Parece lógico –y en ocasiones será hasta obligado– que se alteren,
cambien o supriman líneas de texto, párrafos o escenas, en beneficio de un
espectador quizás no tan ducho en el teatro clásico, porque le resulten
morosas, farragosas o porque, simplemente, sean prescindibles. Ésta práctica, vista
desde la buena intención como espectador, puede
tener cierto sentido cuando sea para ayudar o favorecer al espectáculo por
demasiado dificultoso. Ahora bien, el estupor aparece cuando se modernizan y
actualizan algunos aspectos, pero respetándose otros, o cuando se añaden
“solapas” o pastiches –recuerdo aquí el desgraciado cierre con villancico de la,
hasta el momento, una extraordinaria puesta en escena de Larga cena de navidad de Thornthon Wilder, o el desatino del Retablo de la avaricia, la lujuria y la
muerte con un Valle-Inclán a ratos motero de los Ángeles del Infierno y a
ratos sumido en el despiadado karaoke más casposo-.
Es el caso de la desconcertante escenografía del Cosí fan tutte, botellas de Jack Daniel´s incluídas, en el
arriesgado montaje del reputado Haneke, y de El lindo don Diego, funciones que cohabitaban en el escenario
madrileño hasta hace bien poco. En ambas, pero centrándonos en la obra de
Moreto, hay una clara voluntad de modernizar para aproximar el texto, o en
realidad de lo que se trata es de validar la historia al momento de hoy, al
público actual.

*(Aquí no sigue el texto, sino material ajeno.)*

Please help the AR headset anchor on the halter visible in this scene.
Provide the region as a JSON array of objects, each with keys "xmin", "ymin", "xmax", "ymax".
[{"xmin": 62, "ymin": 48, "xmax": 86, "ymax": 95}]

La pregunta es si la obra necesita de esa maniobra. Esa voluntad
es caprichosa y, si bien acierta en algunos casos, con algunas brillantes
puestas en escena (como en el caso del juego de los espejos), ciertos elementos
no actualizados dejan una sensación como de desidia. Que unos personajes vistan
de traje y corbata con cierto corte de principios de siglo XX, y otros lleven
capa y espada, que unos aparezcan con calzas y jubón mientras otros se pasen la
representación embutidos en trajes de noche, aunado todo ello a la intención de
mantener largos pasajes del texto enmarañado (original y divertido, desde
luego), crean una sensación de anacronismo e insatisfacción en el espectador,
que asiste a una especie de ceremonia de la confusión, a pesar del buen hacer
de casi la totalidad de los actores.
Vestir de época a unos actores y a otros no, mantener ciertos
soliloquios junto a ciertas “morcillas” de actualidad en el diálogo, todo ello
escenificado a veces con demasiado gusto por los pasillos, las salidas y entradas
laterales y por un acusado espíritu vocinglero, son situaciones contradictorias
que no realzan los aspectos positivos de la obra, que son muchos, sino que los
sume, a todos, en una grisácea mediocridad.